Anthony acquittal surprised most people, but it’s history
The Casey Anthony trial will go down in judicial history as a case of tragic overreaching by a prosecution that was long on zeal and short on provable facts.
As the latest “trial of a century,” the acquittal of Casey Anthony of the three serious charges involved in the death of her daughter, Caylee, was bound to be compared to O.J. Simpson’s acquittal 16 years ago in the murder of his ex-wife, Nicole Brown Simpson, and her friend, Ronald Goldman. But Simpson’s prosecutors had a treasurer trove of physical evidence tying him to the murders. That jury was blinded to the evidence by a defense strategy that attacked the credibility of the police and prosecutors.
In the Anthony trial, prosecutors came to court with an impressive tapestry of circumstantial evidence. It told the story of a mother who was the last person known to be in the company of her daughter, who lied about Caylee’s whereabouts and invented a nanny who took the child, and who lived a carefree life of boyfriends and bars that was inconsistent with that of a mother whose child had gone missing.
A classic description of the difference between direct and circumstantial evidence involves snowfall. If you witness the snow falling, it’s direct evidence. If you go to bed at night and there is no snow on the ground, but wake up to find snow on the ground, that’s circumstantial evidence that it snowed. Somehow, some jurors have come to view circumstantial evidence as not rising to the level of proof needed to overcome reasonable doubt. Maybe it didn’t snow; maybe somebody trucked that snow in overnight from someplace that had too much snow.
Casey Anthony’s jurors were obviously convinced that she lied about her daughter’s whereabouts, but they were unwilling to go where they prosecution was convinced those lies should take them, to the conclusion that Casey killed Caylee.
The way they read it
The prosecutors were so sure of their reading of the circumstantial case that they were convinced any jury would come to the same conclusion. But for this jury, the absence of a cause of death or other physical evidence on the body of a small child left in the elements for seven months was enough to keep them from being able to reach a verdict on the murder charges — or even a charge of child endangerment.
In addition, Casey Anthony was the recipient of a perversion of a defendant’s the Fifth Amendment right against self incrimination. In opening statements, the defense was able to plant a seed that Casey’s father, George Anthony was present when his granddaughter drowned and that he helped dispose of the body. Also, to the extent that Casey was a flawed human being, it was the result of alleged sexual abuse by her father and her brother.
Casey’s lawyer could not ethically make such assertions unless he had reason to believe them, and the only reason he would have to believe them is if Casey told him it was so.
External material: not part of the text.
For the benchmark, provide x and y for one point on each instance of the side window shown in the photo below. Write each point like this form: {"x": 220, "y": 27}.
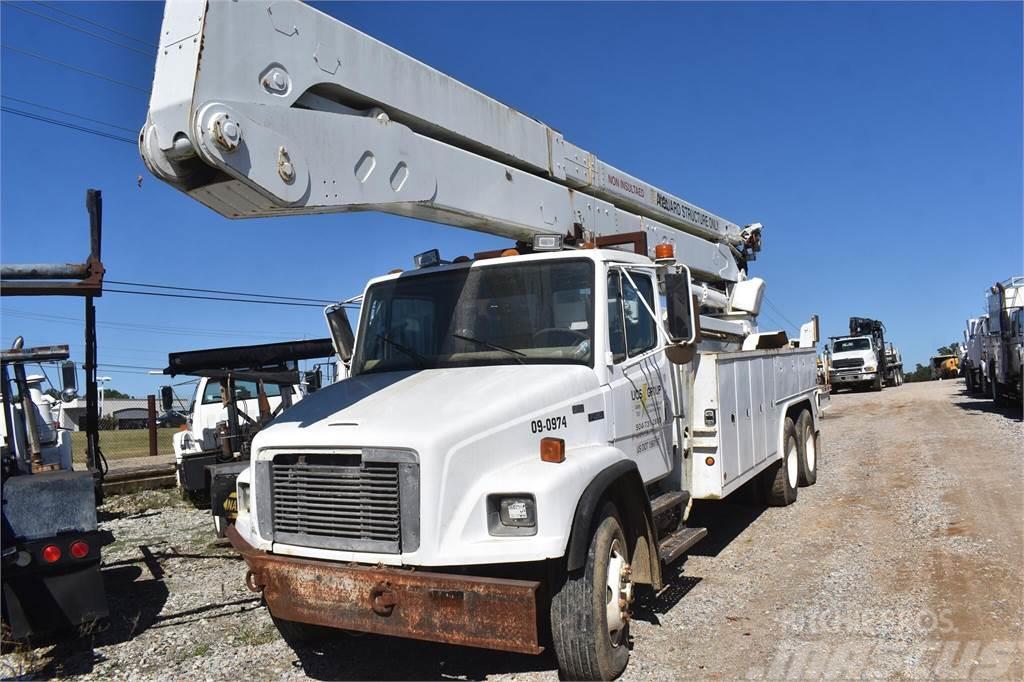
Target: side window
{"x": 641, "y": 334}
{"x": 616, "y": 332}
In effect, Casey was able to testify through her lawyer in his opening statement and yet never be subject to cross examination.
And a jury that was willing to overlook all the circumstantial evidence that pointed to Casey’s guilt, gave enough weight to a lawyer’s unsubstantiated claims on the first day of the trial to undercut the prosecution’s case.
Verdict is the last word
Nonetheless, the jury has spoken and the public must accept the verdict — as the prosecutors’ ostensibly have.
Certainly people are free to feel that Casey Anthony got away with murder, and those who come in contact with her are free to shun her — as many did to Simpson after his acquittals.
But those who are talking about retribution of some kind are out of line. There is no place in this society for vigilantes of any stripe.
Casey Anthony will likely be set free shortly, perhaps before this day is out — based on three years already spent behind bars. For some, that will be justice. For others it will be a travesty. And, if she manages to cash in on her celebrity with book or reality TV or movie deals, that will be the ultimate insult to Caylee’s memory.
But that’s the way the system works, and we all have to live with it. But no one will ever be forced to buy a book or watch a program from which she might profit. Any blood money she might make off the death of her daughter can only come from those who choose to be part of her enrichment. And shame on them.